I really didn't like to put this book down after I began reading it. If I had to leave it for a while, I practically had one eye on it the whole time, longing to get back to reading. It's a wonderful book, with a humane and caring feeling underlying all the problems it depicts.

The novel takes place mainly in Trinidad and opening in 1943, ending in 1965. The main characters are Marcia Garcia and later her husband, Farouk Karam. The book's cover has images suggesting that one of the subjects might be sewing, but beyond the fact that Marcia has a dressmaking business, there are no references to the craft.

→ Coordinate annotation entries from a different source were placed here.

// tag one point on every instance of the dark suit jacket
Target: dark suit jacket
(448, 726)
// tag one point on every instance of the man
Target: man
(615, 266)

Booklist review: Starred review. "On Trinidad, in 1943, Marcia Garcia, a splendidly talented, 16-year-old seamstress, is struggling to feed young twin boys left in her charge. Remarkably accomplished first-time novelist Francis-Sharma makes it clear on page one that Marcia is strong, courageous, and resourceful. She is also French, Portuguese, Spanish, black, and beautiful, and she has a galvanizing effect on a young, confident Indian policeman, Farouk Karam. Their love should have been joyous, and they should have been able to raise their four children in harmony. Instead, their relationship is poisoned by racism, poverty, gossip, and corruption. Farouk's parents vehemently object to their relationship, Marcia conceals horrific family secrets, and the obeah woman Farouk goes to for help betrays them. Francis-Sharma's consummate portrayal of her stubborn, conflicted characters subtly illuminates the rigidity and treachery of Trinidadian society. Yet when Marcia goes to America in 1962, after her oldest daughter gets tangled up in a dangerous plexus of politics and drugs, she is confronted by far more brutal forms of prejudice and abuse. Francis-Sharma's spellbinding, intimately detailed, psychologically lush, and suspenseful tale of racial and sexual trauma, hard work, love, and family devotion makes personal the injustice people endured in the years leading up to the civil rights movement in both multicultural Trinidad and segregated America."